Albo w ciągu dwóch miesięcy sprzeda na giełdzie ogromne ilości gazu i na tym straci, albo nie sprzeda – i także straci. Obligo giełdowe nie do uniesienia.
PGNiG do końca roku musi sprzedać poprzez Towarową Giełdę Energii aż 1,6 mld m sześc. gazu – tak wynika z obliga giełdowego nałożonego na firmę przez prawo. Jeśli nie zdąży, grozi mu kara.
– Nie zaniecham wymierzenia kary, jeśli obligo giełdowe nie będzie realizowane. Wręcz przeciwnie, sprawa jest na tyle poważna, że jeśli będzie trzeba, nie zawaham się jej nałożyć – ostrzega Marek Woszczyk, prezes URE.
Kara może być gigantyczna. Jej maksymalna wartość może wynieść 15 proc. rocznych przychodów spółki. To 4,3 mld zł, czyli niemal dwa razy więcej, niż wyniósł zysk koncernu w 2012 r.
PGNiG sprawy nie komentuje, ale analitycy wątpią, żeby URE był aż tak surowy, aby wymierzyć karę liczoną w miliardach. Sugerują, że bardziej realny poziom to kilkadziesiąt, maksymalnie kilkaset milionów złotych. Jednak przyznają, że zagrożenie karą jest bardzo wysokie. Ilość, jaka jest potrzebna koncernowi do zrealizowania obliga, to dwie trzecie tego, co przez cały rok zużywa polska chemia, i więcej, niż wykorzystuje drugi z największych krajowych odbiorców surowca – PKN Orlen.
Gazowy koncern od grudnia zeszłego roku do połowy września próbował upłynnić na TGE 2,5 mld m sześc. surowca. Sprzedał ledwie ok. 50 mln m sześc, ale wtedy jeszcze nie musiał. Od 11 września, gdy obowiązuje obligo, wyjścia już nie ma. Musi znaleźć kupców lub zapłacić karę.
Tylko że nie bardzo ma jak to zrobić. Firmy, które zużywają gaz na własny użytek, zapewne chętnie kupiłyby go na giełdzie, jednak są związane z PGNiG kontraktami długoterminowymi. Za nieodebrany od koncernu gaz musiałyby i tak zapłacić. Gdyby nie te kontrakty, płynność na rynku gazu TGE byłaby wyższa.

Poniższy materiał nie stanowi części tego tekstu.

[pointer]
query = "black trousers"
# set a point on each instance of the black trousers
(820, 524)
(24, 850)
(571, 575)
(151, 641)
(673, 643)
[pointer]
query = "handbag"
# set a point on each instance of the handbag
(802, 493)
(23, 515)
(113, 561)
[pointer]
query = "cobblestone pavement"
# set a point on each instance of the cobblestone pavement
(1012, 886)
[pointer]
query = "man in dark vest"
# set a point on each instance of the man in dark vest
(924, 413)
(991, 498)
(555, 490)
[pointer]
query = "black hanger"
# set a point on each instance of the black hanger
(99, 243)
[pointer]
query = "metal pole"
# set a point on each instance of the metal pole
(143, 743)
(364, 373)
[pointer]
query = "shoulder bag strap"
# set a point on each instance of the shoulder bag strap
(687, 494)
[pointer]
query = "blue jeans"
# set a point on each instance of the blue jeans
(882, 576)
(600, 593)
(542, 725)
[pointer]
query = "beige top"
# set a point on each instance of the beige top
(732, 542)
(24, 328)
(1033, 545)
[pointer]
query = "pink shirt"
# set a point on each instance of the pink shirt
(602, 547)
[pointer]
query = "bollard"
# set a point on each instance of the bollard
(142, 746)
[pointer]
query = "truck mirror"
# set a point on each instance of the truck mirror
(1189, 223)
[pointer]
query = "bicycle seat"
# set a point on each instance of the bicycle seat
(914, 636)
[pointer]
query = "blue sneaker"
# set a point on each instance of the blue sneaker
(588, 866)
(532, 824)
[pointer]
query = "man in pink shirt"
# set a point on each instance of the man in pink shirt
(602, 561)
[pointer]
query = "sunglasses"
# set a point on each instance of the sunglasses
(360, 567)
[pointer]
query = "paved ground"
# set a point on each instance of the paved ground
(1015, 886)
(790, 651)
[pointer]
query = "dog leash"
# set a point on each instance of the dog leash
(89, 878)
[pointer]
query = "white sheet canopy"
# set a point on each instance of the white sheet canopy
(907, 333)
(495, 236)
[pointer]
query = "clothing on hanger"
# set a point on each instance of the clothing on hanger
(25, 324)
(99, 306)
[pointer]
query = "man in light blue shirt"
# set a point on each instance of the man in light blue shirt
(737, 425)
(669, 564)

– Kiedy podobne obligo wprowadzano na rynku energii elektrycznej, rozwiązano takie kontrakty. To zdało egzamin. W przypadku gazu na taki ruch się nie zdecydowano – dodaje Ireneusz Łazor, prezes TGE .
Na giełdzie nie ma dziś pośredników, których działalność zazwyczaj polega na odsprzedawaniu surowca mniejszym odbiorcom. To dlatego że w przypadku TGE ceny są wyższe niż te, po jakich PGNiG sprzedaje gaz mniejszym odbiorcom. Wprawdzie koncern zapowiedział już, że doprowadzi do obniżki cen surowca na rynku, jednak nie jest jasne, czy to pomoże. Bo nawet jeśli ceny na TGE będą niższe, pośrednicy i tak będą mieli problem ze zbytem. Właśnie z powodu wspomnianych umów długoterminowych.
Sytuacja jest niełatwa, bo każdy scenariusz jest dla firmy niekorzystny. Obniżka cen gazu na giełdzie będzie dla bolesna, bo firma traci na handlu gazem – od wielu miesięcy sprzedaje go z ujemną marżą – a dalsze zejście z ceną te straty zwiększy.
Jednocześnie groźba niewykonania obliga będzie wisieć nad spółką nadal. W 2014 i 2015 r. PGNiG ma obowiązek sprzedać poprzez giełdę odpowiednio 40 i 55 proc. oferowanego przez siebie gazu, czyli ok. 6 i 8 mld m sześc.
Poza kontraktami odbiorcy PGNiG są związani także taryfami. W tym roku URE zwolnił z obowiązku taryfowego 32 największych odbiorców gazu, dając im swobodę w wyborze dostawcy. W przyszłym roku liberalizacja miałaby objąć kolejne 300 spółek. Łącznie firmy zwolnione z taryf w tym i w przyszłym roku odpowiadają za wykorzystanie 40 proc. gazu, jest sprzedawany w kraju. Jednak Marek Woszczyk zapowiedział, że drugiego etapu liberalizacji nie będzie, jeśli nie zostanie wypełnione obligo giełdowe.
Jeśli jednak dojdzie do rozwiązania kontraktów długoterminowych i firmy uzyskają większą swobodę przy zakupie gazu, PGNiG utraci część rynku. Najwięksi odbiorcy, w tym firmy chemiczne, będą szukać tańszych dostawców. – Firmy chemiczne w UE w 60–70 proc. kupują gaz od lokalnych dostawców, ale resztę sprowadzają z innych źródeł – wyjaśnia Wojciech Kozak, wiceprezes ZA Puławy z Grupy Azoty.